柿トマト

大いなる自由の柿トマトのレビュー・感想・評価

大いなる自由(2021年製作の映画)
3.0
同性愛とは、ちょっと違うもの

かつて存在したドイツ刑法175法によって、同性愛が禁じられていたドイツ。その刑務所を舞台に、同性愛者のハンスと同房となり関わりを持つようになったヴィクトールという2人の男の20年余りの友情を描いた本作。本作は1945年、57年、68年という3つの時代を行き来する構造となっている。

冒頭1968年、ハンスは同姓愛者の刑法により刑務所に移送され、そこでヴィクトールと再会する。そこでお互い「おう、またか」みたいな気軽な挨拶を交わす。

そこから1945年、ハンスが初めて刑務所に移送された時のことが回想される。ハンスはそこでヴィクトールと同じ部屋になる。初めは普通の同居人という関係性だったが、ヴィクトールはハンスの罪状が「ドイツ刑法175法」と知るや否や態度を豹変。「変態」だと罵りしハンスを突き放す。しかし、ひょうんなことでハンスの腕に「数字の入れ墨」を発見してしまう。第2次世界大戦時のナチスによって収容所で非人道的な扱いを受けてきたことを察したヴィクトールは、次第にハンスに対して態度を軟化。心を解いていき、それから20年余りの月日を追いかけていくという物語だ。

3つの時代を通じてハンス、ヴィクトールの人生を追いかけることになる本作。派手な展開や、スペクタクルな何か…があるわけではない。ただ静かに、ひたむきに彼らの姿を追う。ハンスのあらゆる規律に反抗する「自由」、ヴィクトールの刑務所内で上手く生きる「自由」。相反する2人の自由が最終的にどのような結末をもたらすかを鑑賞する作品となっている。

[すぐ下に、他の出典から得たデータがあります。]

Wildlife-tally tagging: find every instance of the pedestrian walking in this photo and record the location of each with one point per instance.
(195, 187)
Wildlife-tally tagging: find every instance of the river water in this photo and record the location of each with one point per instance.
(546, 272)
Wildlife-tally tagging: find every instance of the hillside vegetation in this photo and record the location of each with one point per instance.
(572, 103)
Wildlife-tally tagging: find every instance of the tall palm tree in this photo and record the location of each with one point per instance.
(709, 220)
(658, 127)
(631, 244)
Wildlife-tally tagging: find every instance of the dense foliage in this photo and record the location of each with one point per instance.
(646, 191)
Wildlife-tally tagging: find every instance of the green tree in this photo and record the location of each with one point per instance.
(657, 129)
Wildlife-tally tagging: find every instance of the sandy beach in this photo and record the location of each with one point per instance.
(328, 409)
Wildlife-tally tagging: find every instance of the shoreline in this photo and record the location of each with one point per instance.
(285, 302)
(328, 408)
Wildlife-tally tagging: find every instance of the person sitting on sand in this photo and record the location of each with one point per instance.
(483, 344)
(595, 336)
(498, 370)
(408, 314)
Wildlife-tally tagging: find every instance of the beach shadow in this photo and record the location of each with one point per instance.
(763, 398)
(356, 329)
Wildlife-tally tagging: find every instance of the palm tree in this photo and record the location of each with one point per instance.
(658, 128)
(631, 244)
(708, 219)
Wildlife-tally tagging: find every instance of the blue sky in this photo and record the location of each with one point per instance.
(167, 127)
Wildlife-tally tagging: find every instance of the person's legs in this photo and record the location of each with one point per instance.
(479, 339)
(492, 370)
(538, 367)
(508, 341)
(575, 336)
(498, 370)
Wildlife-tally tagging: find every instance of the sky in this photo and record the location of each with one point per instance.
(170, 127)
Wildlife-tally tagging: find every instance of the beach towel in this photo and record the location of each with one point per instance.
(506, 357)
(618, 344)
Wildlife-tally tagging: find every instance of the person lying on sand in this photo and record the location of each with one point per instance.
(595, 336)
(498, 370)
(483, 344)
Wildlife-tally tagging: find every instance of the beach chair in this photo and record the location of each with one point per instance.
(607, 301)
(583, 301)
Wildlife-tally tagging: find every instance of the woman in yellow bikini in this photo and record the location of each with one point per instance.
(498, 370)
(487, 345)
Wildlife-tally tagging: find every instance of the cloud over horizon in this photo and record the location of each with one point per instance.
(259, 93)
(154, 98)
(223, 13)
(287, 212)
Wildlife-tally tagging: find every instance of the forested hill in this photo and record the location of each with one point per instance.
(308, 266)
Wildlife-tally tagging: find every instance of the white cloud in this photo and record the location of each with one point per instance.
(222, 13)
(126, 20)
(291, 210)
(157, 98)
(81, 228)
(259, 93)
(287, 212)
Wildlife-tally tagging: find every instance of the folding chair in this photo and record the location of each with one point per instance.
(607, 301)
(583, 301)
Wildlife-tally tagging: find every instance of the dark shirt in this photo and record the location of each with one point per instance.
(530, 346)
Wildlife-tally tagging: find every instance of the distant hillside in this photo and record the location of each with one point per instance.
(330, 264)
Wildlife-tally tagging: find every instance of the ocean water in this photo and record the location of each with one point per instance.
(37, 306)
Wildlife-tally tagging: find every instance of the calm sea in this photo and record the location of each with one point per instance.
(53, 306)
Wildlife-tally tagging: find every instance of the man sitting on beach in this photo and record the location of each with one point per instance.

それに本作は「同性愛」映画だから素晴らしいのではない。これは本作のテーマ「自由」に対するパーツとして同性愛が謳われているだけで、これを楽しみにされて鑑賞すると少し拍子抜けしてしまうかもしれない(該当シーンがないわけではないが…)。よって、従来のポリコレ的な主張とは一線を画すものになっているように感じる。